Secara teologis umat Kristen percaya bahwa Yesus Kristus naik ke surga sesudah Ia bangkit pada peristiwa Paskah. Ia naik ke surga untuk menyiapkan tempat bagi setiap orang yang percaya kepadaNya. Menurut literatur, pada abad pertama Hari Kenaikan Yesus belum dirayakan secara khusus tetapi masih dilihat dalam rangkaian hari raya Paskah. Ada sumber yang menyebutkan bahwa pada awal abad ke-2 dan ke-3 perayaan Hari Kenaikan Yesus sudah mulai dikenal. Teolog Dr Abineno dalam bukunya menyatakan bahwa di Indonesia Hari Raya Kenaikan Yesus baru dikenal pada akhir abad ke-7.

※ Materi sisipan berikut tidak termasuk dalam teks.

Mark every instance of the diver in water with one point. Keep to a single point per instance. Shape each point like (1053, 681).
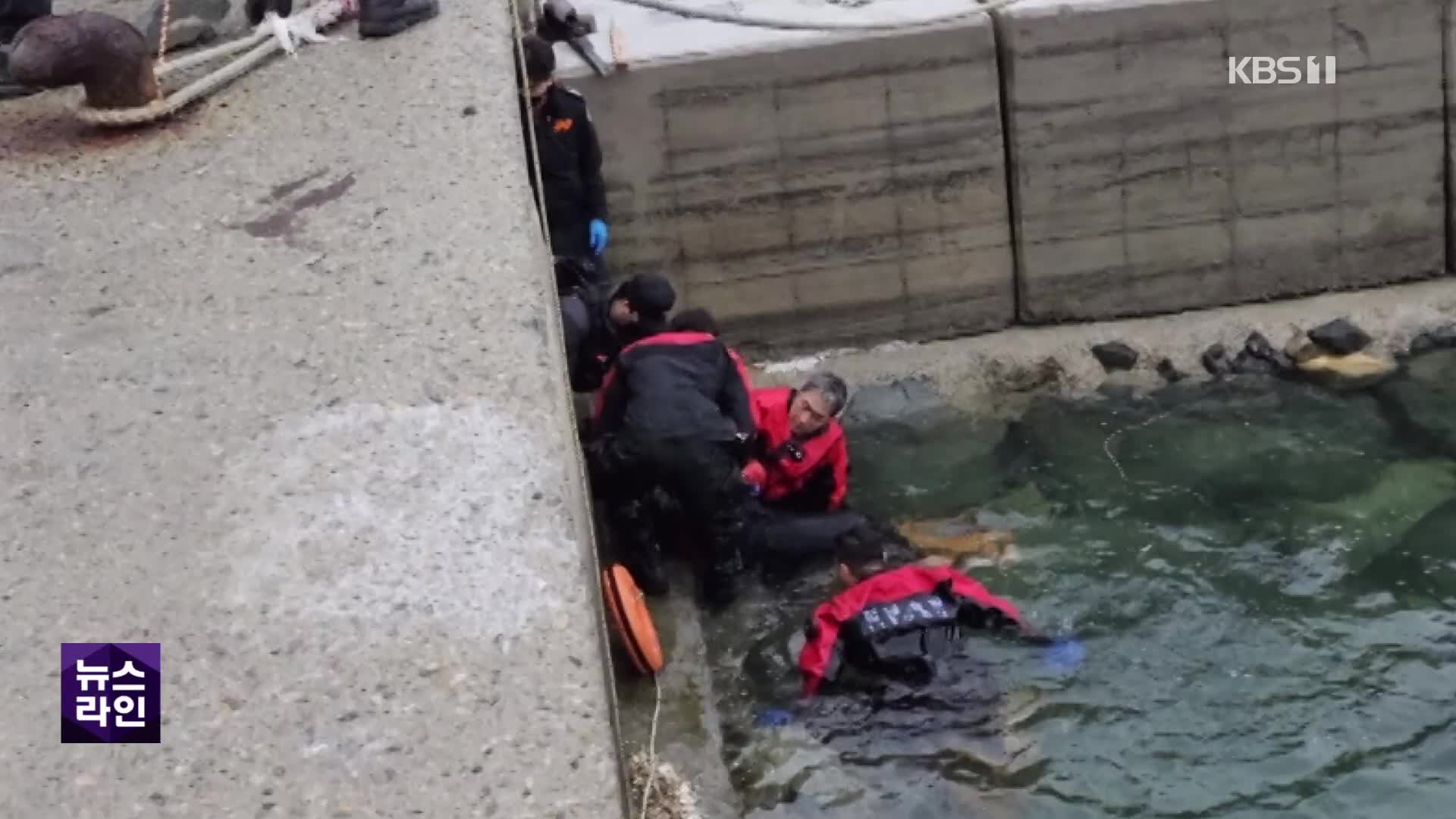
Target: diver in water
(801, 463)
(881, 667)
(899, 615)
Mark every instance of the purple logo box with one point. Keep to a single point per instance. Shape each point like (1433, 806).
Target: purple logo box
(111, 692)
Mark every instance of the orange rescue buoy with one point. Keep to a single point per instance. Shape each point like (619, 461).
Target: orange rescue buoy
(631, 620)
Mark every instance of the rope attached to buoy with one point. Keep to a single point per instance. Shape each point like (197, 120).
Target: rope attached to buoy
(274, 34)
(651, 745)
(162, 41)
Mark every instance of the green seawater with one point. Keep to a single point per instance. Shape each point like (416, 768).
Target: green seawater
(1263, 576)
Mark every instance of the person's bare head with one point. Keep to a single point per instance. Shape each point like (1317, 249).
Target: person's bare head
(868, 550)
(820, 400)
(541, 66)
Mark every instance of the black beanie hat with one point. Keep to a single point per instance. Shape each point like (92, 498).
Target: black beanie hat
(650, 295)
(541, 58)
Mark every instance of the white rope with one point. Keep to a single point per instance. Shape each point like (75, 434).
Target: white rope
(209, 55)
(805, 25)
(1107, 444)
(651, 746)
(265, 39)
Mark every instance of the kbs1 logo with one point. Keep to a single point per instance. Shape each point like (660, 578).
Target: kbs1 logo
(111, 692)
(1283, 71)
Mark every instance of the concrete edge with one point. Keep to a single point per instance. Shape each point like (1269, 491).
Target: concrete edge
(580, 491)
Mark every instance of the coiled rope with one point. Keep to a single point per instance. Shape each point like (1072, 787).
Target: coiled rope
(262, 42)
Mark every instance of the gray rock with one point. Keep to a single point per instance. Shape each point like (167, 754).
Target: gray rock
(1169, 372)
(193, 22)
(1116, 356)
(1340, 337)
(1216, 360)
(1248, 365)
(1266, 359)
(1436, 338)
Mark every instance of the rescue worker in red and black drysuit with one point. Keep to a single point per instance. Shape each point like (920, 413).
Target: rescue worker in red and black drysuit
(897, 620)
(599, 321)
(801, 461)
(674, 414)
(570, 156)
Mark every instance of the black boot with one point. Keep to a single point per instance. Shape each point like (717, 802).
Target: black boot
(638, 550)
(388, 18)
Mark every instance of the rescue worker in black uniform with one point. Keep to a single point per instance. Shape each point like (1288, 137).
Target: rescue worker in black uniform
(599, 321)
(571, 169)
(674, 414)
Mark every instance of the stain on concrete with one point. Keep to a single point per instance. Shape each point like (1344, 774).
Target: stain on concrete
(280, 191)
(60, 134)
(283, 223)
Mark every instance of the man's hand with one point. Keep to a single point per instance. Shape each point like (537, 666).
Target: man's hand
(598, 232)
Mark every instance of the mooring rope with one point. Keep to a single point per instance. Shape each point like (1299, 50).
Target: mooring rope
(805, 25)
(651, 745)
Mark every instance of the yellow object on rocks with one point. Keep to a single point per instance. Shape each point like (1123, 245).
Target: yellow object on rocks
(930, 538)
(1356, 369)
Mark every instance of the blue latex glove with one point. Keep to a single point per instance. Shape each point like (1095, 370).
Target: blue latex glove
(599, 237)
(1065, 654)
(775, 717)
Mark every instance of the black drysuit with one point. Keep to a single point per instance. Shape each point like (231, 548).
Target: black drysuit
(676, 414)
(571, 171)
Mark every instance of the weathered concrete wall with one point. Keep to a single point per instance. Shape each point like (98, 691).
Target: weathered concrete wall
(1147, 183)
(821, 194)
(848, 190)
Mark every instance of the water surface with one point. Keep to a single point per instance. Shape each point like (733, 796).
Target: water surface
(1264, 632)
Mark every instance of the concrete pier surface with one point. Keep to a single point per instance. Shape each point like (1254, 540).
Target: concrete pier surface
(281, 391)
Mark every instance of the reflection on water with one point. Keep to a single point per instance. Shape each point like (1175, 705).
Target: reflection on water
(1263, 579)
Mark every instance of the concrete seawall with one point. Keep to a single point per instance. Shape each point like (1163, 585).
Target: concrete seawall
(281, 390)
(817, 190)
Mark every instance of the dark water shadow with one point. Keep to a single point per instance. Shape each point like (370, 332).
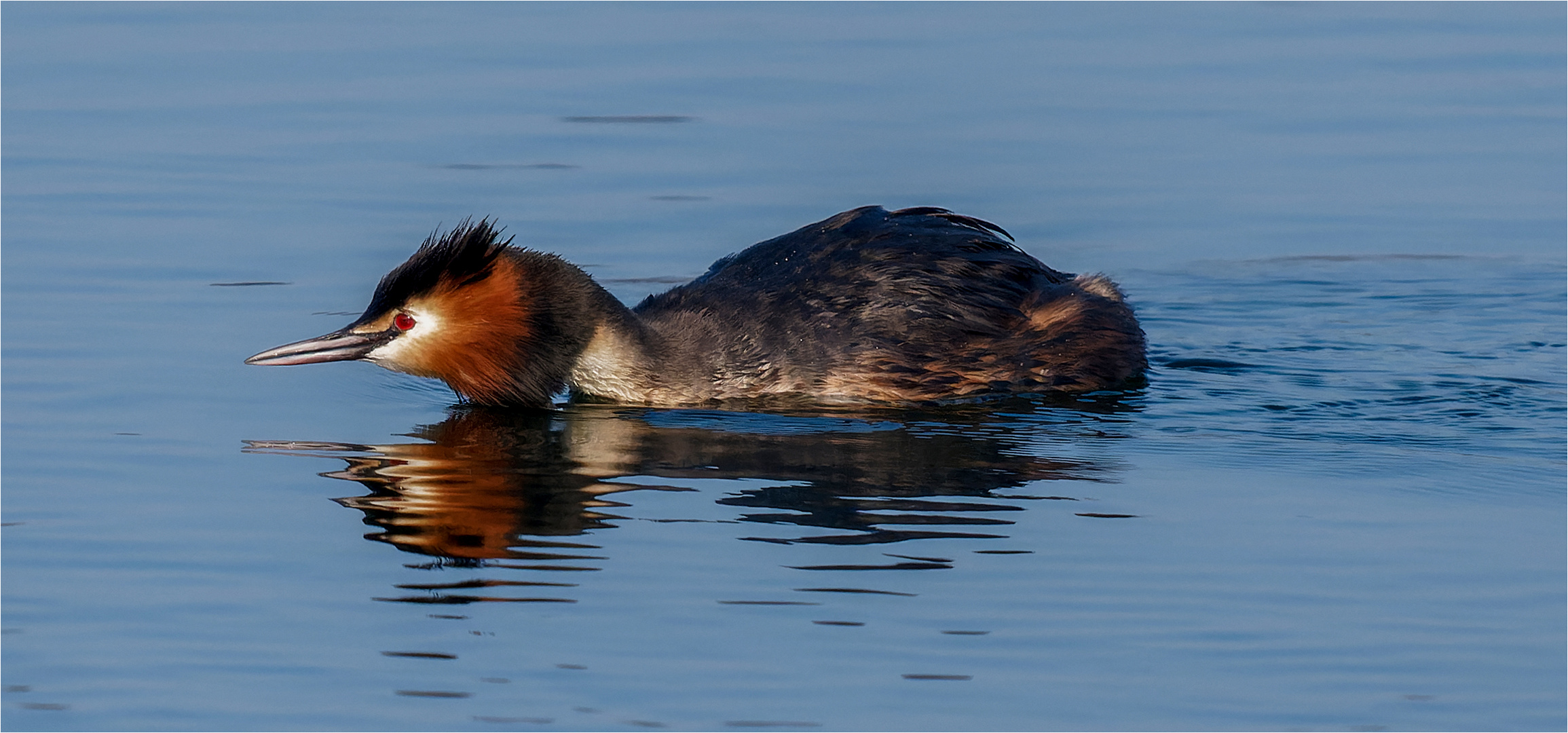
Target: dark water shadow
(519, 489)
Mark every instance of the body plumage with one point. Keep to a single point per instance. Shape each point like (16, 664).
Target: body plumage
(918, 304)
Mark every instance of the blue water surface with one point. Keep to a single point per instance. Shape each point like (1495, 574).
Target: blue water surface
(1338, 503)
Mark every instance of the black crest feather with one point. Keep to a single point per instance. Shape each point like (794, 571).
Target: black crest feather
(463, 256)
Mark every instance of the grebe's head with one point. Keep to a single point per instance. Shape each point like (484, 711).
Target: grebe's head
(455, 312)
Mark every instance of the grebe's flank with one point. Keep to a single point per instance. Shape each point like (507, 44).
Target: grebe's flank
(918, 304)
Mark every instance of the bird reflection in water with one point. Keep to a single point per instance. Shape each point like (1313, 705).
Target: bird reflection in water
(494, 487)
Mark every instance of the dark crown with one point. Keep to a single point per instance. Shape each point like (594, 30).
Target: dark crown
(462, 257)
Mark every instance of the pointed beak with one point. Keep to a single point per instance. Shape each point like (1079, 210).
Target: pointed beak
(337, 347)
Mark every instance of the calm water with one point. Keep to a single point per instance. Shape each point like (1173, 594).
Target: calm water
(1338, 505)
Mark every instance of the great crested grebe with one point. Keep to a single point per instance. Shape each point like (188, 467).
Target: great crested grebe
(918, 304)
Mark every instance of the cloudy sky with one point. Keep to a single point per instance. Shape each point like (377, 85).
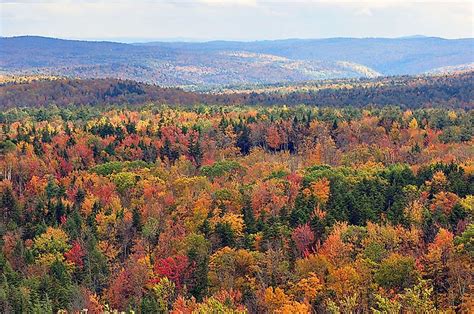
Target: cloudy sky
(129, 20)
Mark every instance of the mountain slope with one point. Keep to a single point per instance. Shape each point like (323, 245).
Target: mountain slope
(232, 63)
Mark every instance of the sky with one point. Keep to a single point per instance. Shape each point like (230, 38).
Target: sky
(200, 20)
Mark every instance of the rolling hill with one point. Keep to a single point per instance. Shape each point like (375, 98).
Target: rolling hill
(220, 63)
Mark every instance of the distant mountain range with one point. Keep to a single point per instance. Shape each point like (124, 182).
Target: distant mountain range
(235, 63)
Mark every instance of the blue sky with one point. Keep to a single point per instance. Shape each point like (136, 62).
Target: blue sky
(130, 20)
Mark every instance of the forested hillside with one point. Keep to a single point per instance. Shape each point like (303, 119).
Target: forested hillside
(220, 209)
(220, 63)
(455, 91)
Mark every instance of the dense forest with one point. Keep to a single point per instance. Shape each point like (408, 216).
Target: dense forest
(235, 209)
(453, 91)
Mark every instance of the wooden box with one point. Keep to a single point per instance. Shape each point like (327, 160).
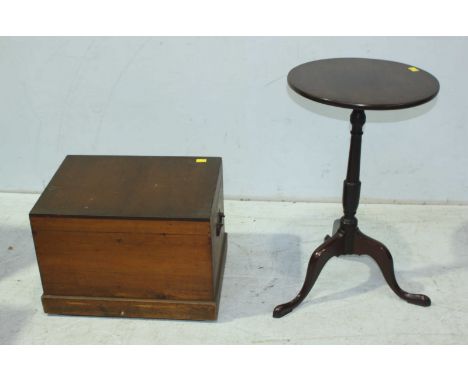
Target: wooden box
(132, 236)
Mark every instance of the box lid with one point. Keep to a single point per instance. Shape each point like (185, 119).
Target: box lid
(138, 187)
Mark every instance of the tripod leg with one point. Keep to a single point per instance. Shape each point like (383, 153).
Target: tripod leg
(365, 245)
(319, 258)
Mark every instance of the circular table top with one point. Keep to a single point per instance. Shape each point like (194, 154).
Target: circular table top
(362, 83)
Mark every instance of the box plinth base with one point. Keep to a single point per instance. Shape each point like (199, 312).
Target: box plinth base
(138, 308)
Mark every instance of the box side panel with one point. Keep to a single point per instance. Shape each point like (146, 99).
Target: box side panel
(102, 261)
(217, 238)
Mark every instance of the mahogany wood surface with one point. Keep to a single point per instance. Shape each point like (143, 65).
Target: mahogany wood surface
(363, 83)
(144, 259)
(127, 187)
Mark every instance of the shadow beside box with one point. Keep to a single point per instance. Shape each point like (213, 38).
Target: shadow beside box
(132, 236)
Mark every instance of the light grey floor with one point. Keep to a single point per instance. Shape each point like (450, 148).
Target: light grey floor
(269, 246)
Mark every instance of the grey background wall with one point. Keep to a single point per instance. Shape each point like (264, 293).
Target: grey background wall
(228, 97)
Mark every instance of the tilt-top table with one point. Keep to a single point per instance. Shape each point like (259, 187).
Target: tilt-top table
(358, 84)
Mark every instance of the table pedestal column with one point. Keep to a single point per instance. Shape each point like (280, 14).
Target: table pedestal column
(346, 237)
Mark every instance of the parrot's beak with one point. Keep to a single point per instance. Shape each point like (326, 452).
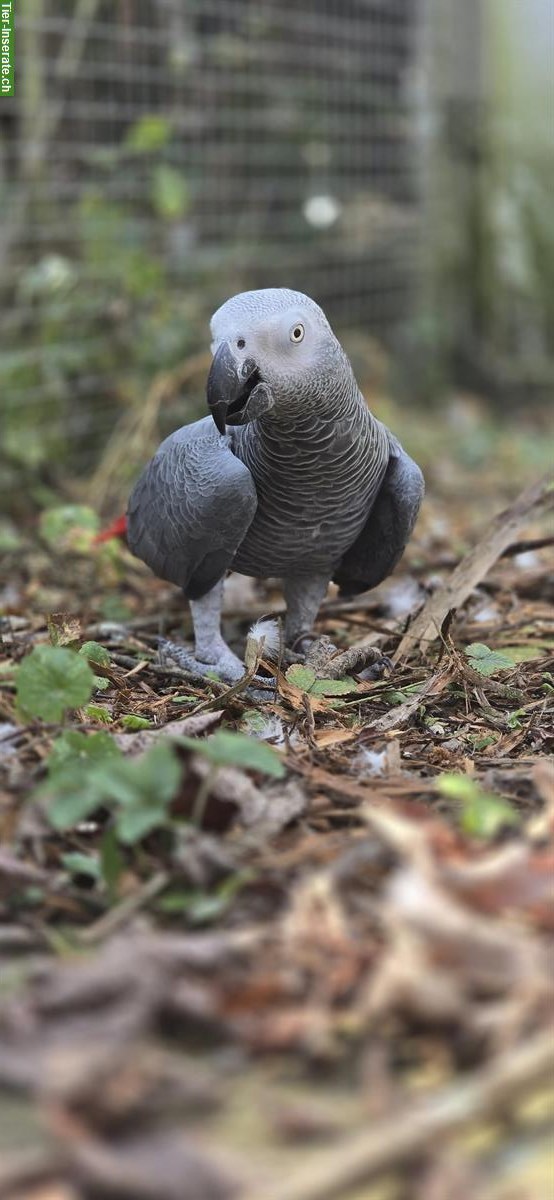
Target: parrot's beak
(229, 385)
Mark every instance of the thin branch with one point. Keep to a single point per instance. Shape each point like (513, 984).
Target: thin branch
(390, 1143)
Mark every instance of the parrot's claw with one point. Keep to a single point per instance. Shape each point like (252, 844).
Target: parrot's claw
(227, 667)
(383, 666)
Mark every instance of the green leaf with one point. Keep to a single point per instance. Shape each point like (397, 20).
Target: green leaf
(82, 864)
(73, 803)
(143, 789)
(95, 653)
(228, 749)
(301, 677)
(80, 750)
(150, 132)
(482, 815)
(169, 192)
(50, 681)
(485, 660)
(86, 775)
(98, 713)
(110, 861)
(58, 523)
(138, 820)
(131, 721)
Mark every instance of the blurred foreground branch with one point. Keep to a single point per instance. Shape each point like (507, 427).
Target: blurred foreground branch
(392, 1141)
(504, 529)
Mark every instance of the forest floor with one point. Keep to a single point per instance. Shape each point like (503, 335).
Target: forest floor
(296, 947)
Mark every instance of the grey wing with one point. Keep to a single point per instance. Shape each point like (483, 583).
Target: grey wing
(381, 543)
(191, 509)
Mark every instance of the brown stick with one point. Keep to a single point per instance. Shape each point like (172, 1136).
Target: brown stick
(354, 1161)
(476, 564)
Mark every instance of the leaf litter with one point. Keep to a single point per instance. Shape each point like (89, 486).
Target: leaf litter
(289, 946)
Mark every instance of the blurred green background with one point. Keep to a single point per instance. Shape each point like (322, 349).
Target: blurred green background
(390, 157)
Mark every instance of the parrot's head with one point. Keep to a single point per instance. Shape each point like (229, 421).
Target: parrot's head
(274, 351)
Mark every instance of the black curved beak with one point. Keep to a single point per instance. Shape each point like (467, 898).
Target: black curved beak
(229, 384)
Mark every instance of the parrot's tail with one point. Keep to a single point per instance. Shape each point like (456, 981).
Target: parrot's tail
(116, 529)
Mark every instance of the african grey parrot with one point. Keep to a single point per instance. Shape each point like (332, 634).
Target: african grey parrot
(290, 477)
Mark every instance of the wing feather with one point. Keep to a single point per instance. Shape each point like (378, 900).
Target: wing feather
(191, 508)
(383, 539)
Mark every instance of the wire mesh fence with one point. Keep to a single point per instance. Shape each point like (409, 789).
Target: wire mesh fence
(161, 155)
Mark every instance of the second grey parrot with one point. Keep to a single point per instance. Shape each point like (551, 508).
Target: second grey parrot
(290, 475)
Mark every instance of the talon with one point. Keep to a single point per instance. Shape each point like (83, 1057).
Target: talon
(377, 670)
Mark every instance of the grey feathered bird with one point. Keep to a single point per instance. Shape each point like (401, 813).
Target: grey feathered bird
(291, 475)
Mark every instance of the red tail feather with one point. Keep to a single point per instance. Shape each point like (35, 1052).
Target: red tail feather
(116, 529)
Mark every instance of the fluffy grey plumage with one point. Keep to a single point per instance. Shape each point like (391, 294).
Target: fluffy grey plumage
(297, 480)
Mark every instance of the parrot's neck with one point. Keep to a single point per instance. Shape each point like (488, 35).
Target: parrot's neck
(333, 433)
(302, 417)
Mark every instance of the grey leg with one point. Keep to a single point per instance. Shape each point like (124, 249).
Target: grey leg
(211, 652)
(303, 598)
(210, 648)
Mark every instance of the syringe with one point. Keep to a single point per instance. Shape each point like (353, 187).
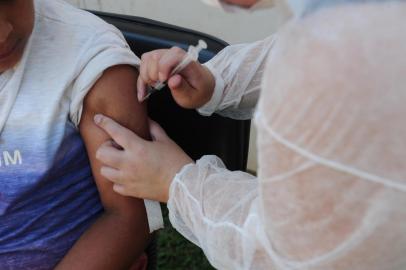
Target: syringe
(191, 55)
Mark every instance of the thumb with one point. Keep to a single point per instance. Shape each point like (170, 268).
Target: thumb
(157, 132)
(181, 91)
(179, 85)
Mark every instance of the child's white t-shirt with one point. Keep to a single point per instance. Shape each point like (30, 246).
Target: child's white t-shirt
(48, 197)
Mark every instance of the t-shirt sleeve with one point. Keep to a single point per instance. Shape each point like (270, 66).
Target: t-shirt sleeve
(104, 50)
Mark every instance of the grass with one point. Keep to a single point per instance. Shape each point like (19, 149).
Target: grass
(175, 252)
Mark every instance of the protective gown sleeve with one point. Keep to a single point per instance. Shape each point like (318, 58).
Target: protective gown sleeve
(238, 71)
(330, 192)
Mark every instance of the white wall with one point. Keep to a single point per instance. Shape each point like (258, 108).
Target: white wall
(233, 28)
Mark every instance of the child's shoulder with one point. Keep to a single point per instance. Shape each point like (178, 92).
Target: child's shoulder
(60, 12)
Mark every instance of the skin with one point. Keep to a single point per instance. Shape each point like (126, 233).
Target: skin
(121, 234)
(145, 169)
(16, 25)
(191, 88)
(241, 3)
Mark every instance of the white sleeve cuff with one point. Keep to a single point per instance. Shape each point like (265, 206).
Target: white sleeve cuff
(154, 214)
(212, 106)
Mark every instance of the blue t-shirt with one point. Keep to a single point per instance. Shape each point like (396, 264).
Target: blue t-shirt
(48, 197)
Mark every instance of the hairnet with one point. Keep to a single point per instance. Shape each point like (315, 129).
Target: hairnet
(331, 144)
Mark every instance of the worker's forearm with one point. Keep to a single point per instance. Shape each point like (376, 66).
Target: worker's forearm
(113, 242)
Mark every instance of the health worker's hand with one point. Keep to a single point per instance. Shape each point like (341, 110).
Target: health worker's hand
(139, 168)
(192, 88)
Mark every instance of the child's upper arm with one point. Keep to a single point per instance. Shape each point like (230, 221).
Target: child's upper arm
(113, 95)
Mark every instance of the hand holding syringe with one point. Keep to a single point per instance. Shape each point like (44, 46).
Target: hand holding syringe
(190, 56)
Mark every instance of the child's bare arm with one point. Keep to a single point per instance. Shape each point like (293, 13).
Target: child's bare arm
(120, 235)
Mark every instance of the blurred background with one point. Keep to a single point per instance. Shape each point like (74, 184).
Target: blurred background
(174, 251)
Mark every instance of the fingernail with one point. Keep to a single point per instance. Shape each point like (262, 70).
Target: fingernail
(98, 118)
(118, 188)
(140, 96)
(98, 154)
(161, 77)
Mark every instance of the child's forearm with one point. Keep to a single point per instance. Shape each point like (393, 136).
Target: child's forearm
(113, 242)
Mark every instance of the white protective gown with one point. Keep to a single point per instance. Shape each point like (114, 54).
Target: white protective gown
(330, 192)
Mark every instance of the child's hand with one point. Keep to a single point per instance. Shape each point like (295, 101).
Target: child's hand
(191, 88)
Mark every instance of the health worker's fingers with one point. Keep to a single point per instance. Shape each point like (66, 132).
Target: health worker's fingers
(169, 61)
(157, 132)
(141, 89)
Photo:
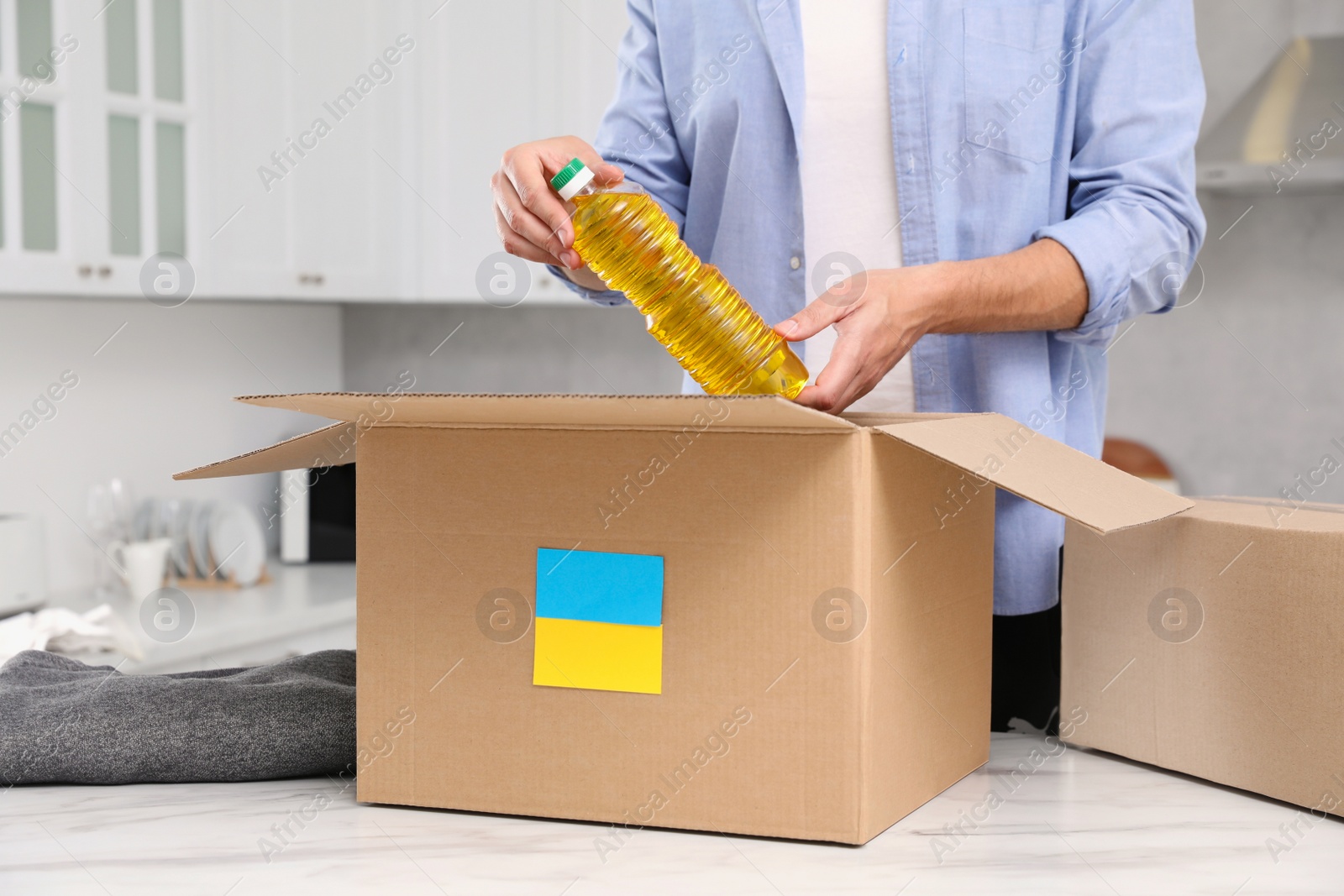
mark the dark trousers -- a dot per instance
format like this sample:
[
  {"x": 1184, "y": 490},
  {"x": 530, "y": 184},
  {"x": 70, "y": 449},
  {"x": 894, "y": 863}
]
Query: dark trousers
[{"x": 1026, "y": 669}]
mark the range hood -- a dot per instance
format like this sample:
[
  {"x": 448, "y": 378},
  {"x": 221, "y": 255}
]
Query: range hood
[{"x": 1287, "y": 134}]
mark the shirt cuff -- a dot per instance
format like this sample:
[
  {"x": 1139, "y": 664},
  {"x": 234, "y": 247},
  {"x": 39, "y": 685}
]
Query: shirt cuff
[
  {"x": 1100, "y": 246},
  {"x": 609, "y": 297}
]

Pesan utama Hari Kenaikan Yesus adalah bagaimana agar Gereja dan umat Kristiani tidak hanya menatap ke langit, bersikap vertikalistik tetapi tetap berakar di bumi, di konteksnya, berorientasi kepada pergumulan umat manusia di dunia. Gereja tidak boleh terjebak untuk berbicara dan concern pada hal-hal yang berada “diatas” tetapi harus berjuang agar “dibawah” ada keadilan, pemajuan HAM, tak ada diskriminasi dan ada penghormatan terhadap kemajemukan.
Gereja perlu mengedukasi warganya untuk tidak melarikan diri dari kenyataan dunia yang penuh dengan duka, luka, airmata, bom teroris dan berbagai kejahatan serta tindak pidana lainnya. Gereja mesti bergelut dengan dunia, menghadapi kenyataan pahit yang ada dikekinian dunia. Gereja menunjukkan kepeduliannya kepada manusia yang dililit derita dan merawat mereka dengan kasih yang diterima dari Allah.
Mari kita tidak lagi menatap ke langit. Kita berjuang terus mendatangkan damai sejahtera, mewujudkan Kerajaan Allah diruang sejarah.
Selamat Hari Kenaikan Yesus. God bless.